White Pine is primarily valued in the landscape for its ornamental globe-shaped form. It has rich green evergreen foliage. The needles remain green throughout the winter. The furrowed gray bark adds an interesting dimension to the landscape.

Landscape Attributes

White Pine is an evergreen tree with a strong central leader and a more or less rounded form. Its relatively fine texture sets it apart from other landscape plants with less refined foliage.

Planting & Growing

White Pine will grow to be about 60 feet tall at maturity, with a spread of 35 feet. It has a high canopy with a typical clearance of 6 feet from the ground, and should not be planted underneath power lines. As it matures, the lower branches of this tree can be strategically removed to create a high enough canopy to support unobstructed human traffic underneath. It grows at a fast rate, and under ideal conditions can be expected to live to a ripe old age of 100 years or more; think of this as a heritage tree for future generations!

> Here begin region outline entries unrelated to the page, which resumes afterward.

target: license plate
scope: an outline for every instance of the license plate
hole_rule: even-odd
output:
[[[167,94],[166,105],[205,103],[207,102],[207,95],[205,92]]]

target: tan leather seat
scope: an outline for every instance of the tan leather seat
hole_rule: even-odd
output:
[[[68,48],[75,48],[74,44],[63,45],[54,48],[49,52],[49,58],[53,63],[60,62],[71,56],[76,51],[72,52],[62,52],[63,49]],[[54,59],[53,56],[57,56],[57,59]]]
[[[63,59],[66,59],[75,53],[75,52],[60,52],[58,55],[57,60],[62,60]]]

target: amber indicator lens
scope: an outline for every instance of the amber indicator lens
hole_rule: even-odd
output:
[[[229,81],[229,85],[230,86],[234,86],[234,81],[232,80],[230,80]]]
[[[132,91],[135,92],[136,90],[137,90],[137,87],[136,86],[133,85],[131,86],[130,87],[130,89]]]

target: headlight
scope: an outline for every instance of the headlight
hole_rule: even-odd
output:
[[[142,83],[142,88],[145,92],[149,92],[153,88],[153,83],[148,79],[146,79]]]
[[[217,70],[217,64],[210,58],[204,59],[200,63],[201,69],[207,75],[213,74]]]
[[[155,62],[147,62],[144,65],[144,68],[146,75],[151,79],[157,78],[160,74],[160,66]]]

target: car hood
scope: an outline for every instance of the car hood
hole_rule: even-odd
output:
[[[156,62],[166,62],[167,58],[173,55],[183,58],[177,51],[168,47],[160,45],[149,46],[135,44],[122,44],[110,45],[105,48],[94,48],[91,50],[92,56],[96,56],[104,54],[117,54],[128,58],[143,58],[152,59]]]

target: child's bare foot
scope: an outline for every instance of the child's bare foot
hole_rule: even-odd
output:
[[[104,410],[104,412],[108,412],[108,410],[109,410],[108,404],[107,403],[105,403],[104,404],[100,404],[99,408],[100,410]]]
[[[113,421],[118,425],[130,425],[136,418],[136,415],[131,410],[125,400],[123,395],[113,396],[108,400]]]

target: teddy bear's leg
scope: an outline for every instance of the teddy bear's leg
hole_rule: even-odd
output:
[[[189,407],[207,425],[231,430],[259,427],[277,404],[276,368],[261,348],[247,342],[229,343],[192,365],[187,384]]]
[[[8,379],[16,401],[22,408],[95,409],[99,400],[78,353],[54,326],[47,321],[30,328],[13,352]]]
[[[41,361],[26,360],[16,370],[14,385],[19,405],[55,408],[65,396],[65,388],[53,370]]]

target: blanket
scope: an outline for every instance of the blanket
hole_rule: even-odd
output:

This tree should only be grown in full sunlight. It is very adaptable to both dry and moist growing conditions, but will not tolerate any standing water. It is not particular as to soil type, but has a definite preference for acidic soils, and is subject to chlorosis (yellowing) of the foliage in alkaline soils. It is quite intolerant of urban pollution, therefore inner city or urban streetside plantings are best avoided, and will benefit from being planted in a relatively sheltered location. This species is native to parts of North America.